I’m using git annex to manage my movie collection on various devices – my laptop, a NSLU tucked away somewhere with lots of space, some external hard drives. For this use case, I do not need the full power of git as a version control system, so having to run "git commit" and coming up with commit messages is annoying. Also, this makes sense for a version control system, but not for my media collection:
$ git annex add Hot\ Fuzz\ -\ English.mkv
add Hot Fuzz - English.mkv (checksum...) ok
(Recording state in git...)
$ git commit -m 'another movie added'
[master 851dc8a] another movie added
1 files changed, 1 insertions(+), 0 deletions(-)
create mode 120000 00 Noch nicht gesehen/Hot Fuzz - English.mkv
$ git push jeff
Counting objects: 38, done.
Delta compression using up to 2 threads.
Compressing objects: 100% (20/20), done.
Writing objects: 100% (26/26), 2.00 KiB, done.
Total 26 (delta 11), reused 0 (delta 0)
remote: error: refusing to update checked out branch: refs/heads/master
remote: error: By default, updating the current branch in a non-bare repository
remote: error: is denied, because it will make the index and work tree inconsistent
remote: error: with what you pushed, and will require 'git reset --hard' to match
remote: error: the work tree to HEAD.
remote: error:
remote: error: You can set 'receive.denyCurrentBranch' configuration variable to
remote: error: 'ignore' or 'warn' in the remote repository to allow pushing into
remote: error: its current branch; however, this is not recommended unless you
remote: error: arranged to update its work tree to match what you pushed in some
remote: error: other way.
remote: error:
remote: error: To squelch this message and still keep the default behaviour, set
remote: error: 'receive.denyCurrentBranch' configuration variable to 'refuse'.
To jeff:/mnt/media/Movies
! [rejected] git-annex -> git-annex (non-fast-forward)

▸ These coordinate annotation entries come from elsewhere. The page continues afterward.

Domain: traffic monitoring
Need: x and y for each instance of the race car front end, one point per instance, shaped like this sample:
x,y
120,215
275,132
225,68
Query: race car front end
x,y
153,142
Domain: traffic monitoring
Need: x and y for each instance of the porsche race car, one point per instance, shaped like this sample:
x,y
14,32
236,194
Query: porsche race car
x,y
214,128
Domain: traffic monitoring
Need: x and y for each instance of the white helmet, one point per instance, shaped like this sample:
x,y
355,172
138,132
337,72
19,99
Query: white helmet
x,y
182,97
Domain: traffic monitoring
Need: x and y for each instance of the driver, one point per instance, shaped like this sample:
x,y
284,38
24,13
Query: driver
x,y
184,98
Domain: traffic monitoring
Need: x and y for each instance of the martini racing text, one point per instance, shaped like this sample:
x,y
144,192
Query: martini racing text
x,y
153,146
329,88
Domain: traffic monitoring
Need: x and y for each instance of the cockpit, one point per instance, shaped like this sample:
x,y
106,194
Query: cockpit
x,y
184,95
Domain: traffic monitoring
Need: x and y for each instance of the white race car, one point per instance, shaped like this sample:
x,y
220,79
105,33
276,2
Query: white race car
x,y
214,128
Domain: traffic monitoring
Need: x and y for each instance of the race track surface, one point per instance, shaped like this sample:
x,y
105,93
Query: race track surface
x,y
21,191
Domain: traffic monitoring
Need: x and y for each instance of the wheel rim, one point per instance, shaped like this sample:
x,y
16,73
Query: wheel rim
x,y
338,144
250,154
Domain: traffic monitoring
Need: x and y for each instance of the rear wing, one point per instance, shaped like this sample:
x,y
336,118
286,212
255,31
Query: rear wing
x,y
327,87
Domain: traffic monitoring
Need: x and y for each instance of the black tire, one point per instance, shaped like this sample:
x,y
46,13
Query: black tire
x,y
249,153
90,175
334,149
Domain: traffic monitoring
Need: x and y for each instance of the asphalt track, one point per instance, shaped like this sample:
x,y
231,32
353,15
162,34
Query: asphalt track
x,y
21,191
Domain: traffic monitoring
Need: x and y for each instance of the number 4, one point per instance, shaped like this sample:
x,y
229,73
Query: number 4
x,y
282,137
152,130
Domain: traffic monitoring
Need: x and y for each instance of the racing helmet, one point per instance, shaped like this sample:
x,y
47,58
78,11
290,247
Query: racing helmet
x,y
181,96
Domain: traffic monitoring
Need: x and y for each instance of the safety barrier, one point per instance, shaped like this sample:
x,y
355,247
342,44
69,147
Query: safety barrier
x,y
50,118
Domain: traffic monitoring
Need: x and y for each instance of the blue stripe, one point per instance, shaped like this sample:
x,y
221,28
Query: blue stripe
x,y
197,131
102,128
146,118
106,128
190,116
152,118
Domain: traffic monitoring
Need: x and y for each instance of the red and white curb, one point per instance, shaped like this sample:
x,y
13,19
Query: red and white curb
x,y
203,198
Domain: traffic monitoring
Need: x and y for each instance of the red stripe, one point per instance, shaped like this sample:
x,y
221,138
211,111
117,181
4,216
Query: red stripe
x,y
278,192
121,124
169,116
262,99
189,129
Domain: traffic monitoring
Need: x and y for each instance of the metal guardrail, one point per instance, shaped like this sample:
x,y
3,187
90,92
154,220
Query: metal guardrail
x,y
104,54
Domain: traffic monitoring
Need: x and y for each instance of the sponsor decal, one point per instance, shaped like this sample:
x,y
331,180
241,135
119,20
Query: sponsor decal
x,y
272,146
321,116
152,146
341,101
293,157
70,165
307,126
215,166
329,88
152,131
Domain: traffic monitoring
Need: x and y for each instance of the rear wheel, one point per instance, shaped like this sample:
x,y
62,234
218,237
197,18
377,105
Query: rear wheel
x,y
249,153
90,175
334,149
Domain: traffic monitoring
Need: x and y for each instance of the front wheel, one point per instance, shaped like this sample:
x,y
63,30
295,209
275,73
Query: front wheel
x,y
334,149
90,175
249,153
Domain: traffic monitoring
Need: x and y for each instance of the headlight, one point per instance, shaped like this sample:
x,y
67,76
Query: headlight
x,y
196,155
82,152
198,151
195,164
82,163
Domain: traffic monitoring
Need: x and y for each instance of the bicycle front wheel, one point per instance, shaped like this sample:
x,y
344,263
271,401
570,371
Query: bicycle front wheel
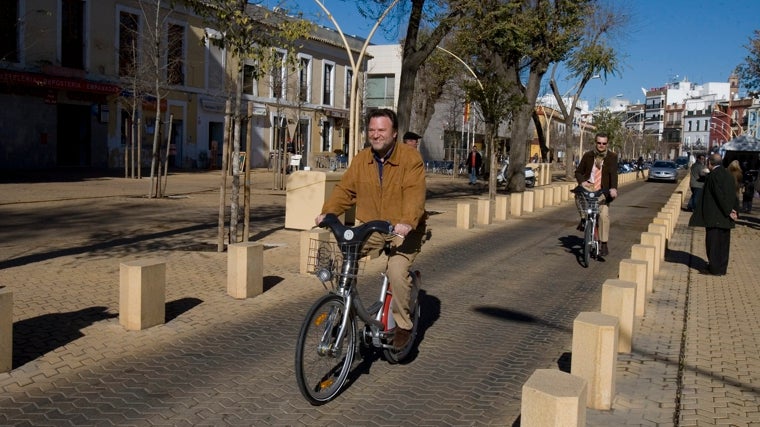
x,y
322,367
588,241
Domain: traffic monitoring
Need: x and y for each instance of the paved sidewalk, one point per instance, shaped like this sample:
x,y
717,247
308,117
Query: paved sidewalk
x,y
696,351
696,357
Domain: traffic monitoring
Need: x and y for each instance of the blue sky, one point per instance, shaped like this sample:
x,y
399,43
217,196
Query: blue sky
x,y
665,40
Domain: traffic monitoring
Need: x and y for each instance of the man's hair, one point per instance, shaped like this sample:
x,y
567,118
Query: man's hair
x,y
384,112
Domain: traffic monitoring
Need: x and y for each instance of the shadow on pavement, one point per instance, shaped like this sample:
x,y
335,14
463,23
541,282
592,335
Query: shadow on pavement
x,y
39,335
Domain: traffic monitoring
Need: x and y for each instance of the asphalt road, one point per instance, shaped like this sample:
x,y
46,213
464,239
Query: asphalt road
x,y
498,302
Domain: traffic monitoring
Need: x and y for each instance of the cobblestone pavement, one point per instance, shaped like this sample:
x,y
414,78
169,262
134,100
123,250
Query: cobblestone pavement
x,y
219,361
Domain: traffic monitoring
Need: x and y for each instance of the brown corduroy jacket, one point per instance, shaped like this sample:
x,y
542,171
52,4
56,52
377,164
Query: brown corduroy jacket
x,y
399,198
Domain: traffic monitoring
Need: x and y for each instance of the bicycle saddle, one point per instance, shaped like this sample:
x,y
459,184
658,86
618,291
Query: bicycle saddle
x,y
354,235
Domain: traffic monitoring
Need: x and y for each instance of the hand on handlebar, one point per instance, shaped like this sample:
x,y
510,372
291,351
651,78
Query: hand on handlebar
x,y
402,229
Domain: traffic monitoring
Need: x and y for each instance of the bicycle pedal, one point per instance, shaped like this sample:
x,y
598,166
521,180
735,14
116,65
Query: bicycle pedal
x,y
374,308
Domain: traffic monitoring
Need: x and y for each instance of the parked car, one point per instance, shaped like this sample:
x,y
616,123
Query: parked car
x,y
663,170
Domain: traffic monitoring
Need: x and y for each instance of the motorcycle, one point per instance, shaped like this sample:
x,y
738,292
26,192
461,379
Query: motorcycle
x,y
530,176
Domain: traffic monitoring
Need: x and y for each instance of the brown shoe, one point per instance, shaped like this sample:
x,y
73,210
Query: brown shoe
x,y
401,338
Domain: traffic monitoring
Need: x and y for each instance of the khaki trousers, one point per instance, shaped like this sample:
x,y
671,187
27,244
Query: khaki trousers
x,y
402,253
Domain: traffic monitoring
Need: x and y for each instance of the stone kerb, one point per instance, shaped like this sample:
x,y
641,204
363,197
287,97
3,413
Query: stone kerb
x,y
654,239
619,300
142,294
484,212
465,217
245,270
594,356
553,398
6,330
645,253
634,270
501,211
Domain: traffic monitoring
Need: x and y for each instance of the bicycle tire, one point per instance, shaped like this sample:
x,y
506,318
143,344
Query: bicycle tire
x,y
588,241
395,356
321,377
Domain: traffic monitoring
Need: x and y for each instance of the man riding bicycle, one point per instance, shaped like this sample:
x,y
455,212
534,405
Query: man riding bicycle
x,y
597,170
388,182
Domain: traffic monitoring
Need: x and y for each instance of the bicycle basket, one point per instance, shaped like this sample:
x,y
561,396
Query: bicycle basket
x,y
325,260
588,203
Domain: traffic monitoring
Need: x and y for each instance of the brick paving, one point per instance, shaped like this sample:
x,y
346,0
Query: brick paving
x,y
79,367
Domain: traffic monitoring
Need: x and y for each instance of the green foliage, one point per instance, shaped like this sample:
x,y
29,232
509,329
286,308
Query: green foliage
x,y
749,71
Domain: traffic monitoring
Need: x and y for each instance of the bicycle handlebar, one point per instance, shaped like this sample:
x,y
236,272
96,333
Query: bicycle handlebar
x,y
354,235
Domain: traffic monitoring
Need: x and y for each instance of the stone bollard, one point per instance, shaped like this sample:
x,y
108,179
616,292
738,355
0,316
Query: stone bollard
x,y
6,330
654,239
464,215
553,398
662,230
245,270
528,203
142,294
634,270
595,337
558,194
484,212
538,198
619,300
548,197
515,204
502,208
645,253
308,250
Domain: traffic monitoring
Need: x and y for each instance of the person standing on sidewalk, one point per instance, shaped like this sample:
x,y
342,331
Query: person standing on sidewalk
x,y
387,182
474,162
696,181
597,170
716,210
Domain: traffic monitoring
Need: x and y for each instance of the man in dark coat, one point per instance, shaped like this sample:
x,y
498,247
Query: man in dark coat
x,y
716,210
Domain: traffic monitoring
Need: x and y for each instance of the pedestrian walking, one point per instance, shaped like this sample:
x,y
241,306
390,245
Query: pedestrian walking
x,y
716,210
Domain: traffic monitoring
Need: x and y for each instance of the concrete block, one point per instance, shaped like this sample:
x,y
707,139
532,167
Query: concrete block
x,y
306,192
594,348
465,215
548,197
142,294
528,201
645,253
538,198
654,239
619,300
633,270
245,270
484,212
553,398
307,249
662,230
515,204
663,220
501,208
6,330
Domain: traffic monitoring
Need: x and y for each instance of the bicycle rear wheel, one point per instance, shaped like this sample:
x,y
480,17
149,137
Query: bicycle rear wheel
x,y
321,369
588,241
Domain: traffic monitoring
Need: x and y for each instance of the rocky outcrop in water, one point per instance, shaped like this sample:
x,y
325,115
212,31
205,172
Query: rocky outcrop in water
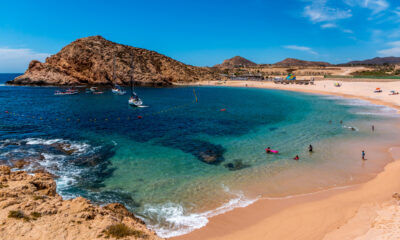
x,y
89,61
31,209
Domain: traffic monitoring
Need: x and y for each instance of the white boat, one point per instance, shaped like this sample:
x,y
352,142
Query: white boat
x,y
59,93
118,90
134,100
93,89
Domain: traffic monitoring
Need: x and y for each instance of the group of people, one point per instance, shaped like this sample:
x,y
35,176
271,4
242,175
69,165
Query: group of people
x,y
310,147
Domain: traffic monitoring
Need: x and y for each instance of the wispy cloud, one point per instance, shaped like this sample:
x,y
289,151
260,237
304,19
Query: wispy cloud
x,y
17,59
393,50
318,12
329,25
376,6
301,48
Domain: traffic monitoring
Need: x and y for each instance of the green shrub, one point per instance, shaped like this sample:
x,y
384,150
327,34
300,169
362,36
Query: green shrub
x,y
120,230
35,215
18,215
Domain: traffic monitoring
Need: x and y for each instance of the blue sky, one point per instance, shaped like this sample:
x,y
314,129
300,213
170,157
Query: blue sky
x,y
204,33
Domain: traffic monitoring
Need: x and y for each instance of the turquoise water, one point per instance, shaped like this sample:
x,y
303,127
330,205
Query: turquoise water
x,y
157,165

! [remote rejected] master -> master (branch is currently checked out)
error: failed to push some refs to 'jeff:/mnt/media/Movies'
To prevent you from losing history, non-fast-forward updates were rejected
Merge the remote changes (e.g. 'git pull') before pushing again. See the
'Note about fast-forwards' section of 'git push --help' for details.
It seems that to successfully make the new files known to the other side, I have to log into jeff and pull from my current machine.
What I would like to have is that
- git annex add does not require a commit afterwards.
- Changes to the files are automatically picked up with the next git-annex call (similar to how etckeeper works).
- Commands "git annex push" and "git annex pull" that will sync the metadata (i.e. the list of files) in both directions without further manual intervention, at least not until the two repositories have diverged in a way that is not possible to merge sensible.
Summay: git-annex is great. git is not always. Please make it possible to use git annex without having to use git.
First, you need a bare git repository that you can push to, and pull from. This simplifies most git workflow.
Secondly, I use mr, with this in
.mrconfig
:Which makes "mr update" in repositories where I rarely care about git details take care of syncing my changes.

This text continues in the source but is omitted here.